Rubrics Part 3: a noun or a verb?
A noun or a verb?
Is a rubric a thing that we create (whether to give transparent feedback or to limit the creativity of our students, depending on your viewpoint)? Well, of course it is! 'Rubric' is a noun. Any dictionary will tell you so.
But what happens when we think about it as if it were a verb? I don't mean this literally, of course. There are too many good nouns that have been turned into pretty awful verbs, and I'd hate to hear someone suggest one day, "Hey, let's rubric this, shall we?"
I mean something very different. I'm wanting to highlight the change that comes when, instead of thinking of a rubric as an object which is created by a teacher and then used to give feedback and evaluate student work, we think instead of the creation of a rubric as a collaborative act that fosters community, as something which (verb-like) describes an action (or, more accurately, a process) rather than an object.
Too theoretical?
I want to tell a story to bring this back down to earth.
A week or so ago I drafted a rubric and described this in a blog post, which I posted here and on the English Companion Ning. I also shared it with my colleagues at school and with the students.
The responses I got here and on the Ning ranged from suggestions about amending the rubric to thoughts about the way rubrics limit the creativity of our students and avoid the really important feedback that students need. I won't describe in detail the excellent points made - I think they're worth reading in full. Most of it, though, led me to understand something new about the issue of rubrics.

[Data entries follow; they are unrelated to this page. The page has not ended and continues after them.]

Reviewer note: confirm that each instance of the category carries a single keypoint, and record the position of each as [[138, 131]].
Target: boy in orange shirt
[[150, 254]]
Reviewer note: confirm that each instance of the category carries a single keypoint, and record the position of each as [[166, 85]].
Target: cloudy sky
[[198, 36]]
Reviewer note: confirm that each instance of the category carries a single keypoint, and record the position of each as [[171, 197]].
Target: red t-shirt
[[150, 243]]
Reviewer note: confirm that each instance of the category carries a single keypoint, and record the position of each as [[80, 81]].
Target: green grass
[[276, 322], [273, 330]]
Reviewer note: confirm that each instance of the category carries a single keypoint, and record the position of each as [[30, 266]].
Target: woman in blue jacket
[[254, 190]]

I think it contributed, too, to the students' thinking about creativity and the struggle teachers have to respond constructively within the constraints of the systems that dictate some of what we do.
I want to give an example.
In the draft rubric (it was for a digital narrative), there was a clear implication that the students' digital narratives should be 'coherent', that their stories should told in a way that avoided fragmentation. Dan Sharkovitch responded on the English Companion Ning as follows:
On your other blog you have a rubric. One element speaks to a student's ability to write a "coherent" story as having more value than one that is "fragmented." Those terms are profoundly problematic for a writer. Many of the short stories in Denis Johnson's postmodern collection, Jesus' Son, are in fact fragmented (e.g., Car Crash While Hitchhiking). Virginia Woolf, in To The Lighthouse, creates a narrative structure where, as Auerbach noted in "The Brown Stocking," that Woolf's writing evokes the shifting, fragmented nature of human consciousness because her narrative is fragmented.
This worry was echoed by one of my students when he saw the draft rubric, in particular when he saw that we were thinking of limiting the digital narrative to 12 images. 'This doesn't fit in very well with what I've done so far," he said, and he described a plan to base his digital narrative around a frentic Dr Seuss book idea, where his experience of our course so far (which is the subject of these narratives) was fast-paced, fragmented, confused by divergent ideas coming in from all sides.
And so we've changed the rubric. We've ditched the limit of 12 images ... and we've had a discussion about the appropriateness of a fragmented narrative when that's the kind of experience the narrative is wanting to describe.
All of which brings me back to the 'noun' and 'verb' idea. Rubrics as objects have a limited (and sometimes a negative) effect. But when they're thought about as triggers for a process for reflection and evolution, then maybe they have a part to play in what I rather grandiosely called in my first post in this series 'Searching for meaning in our English classrooms'.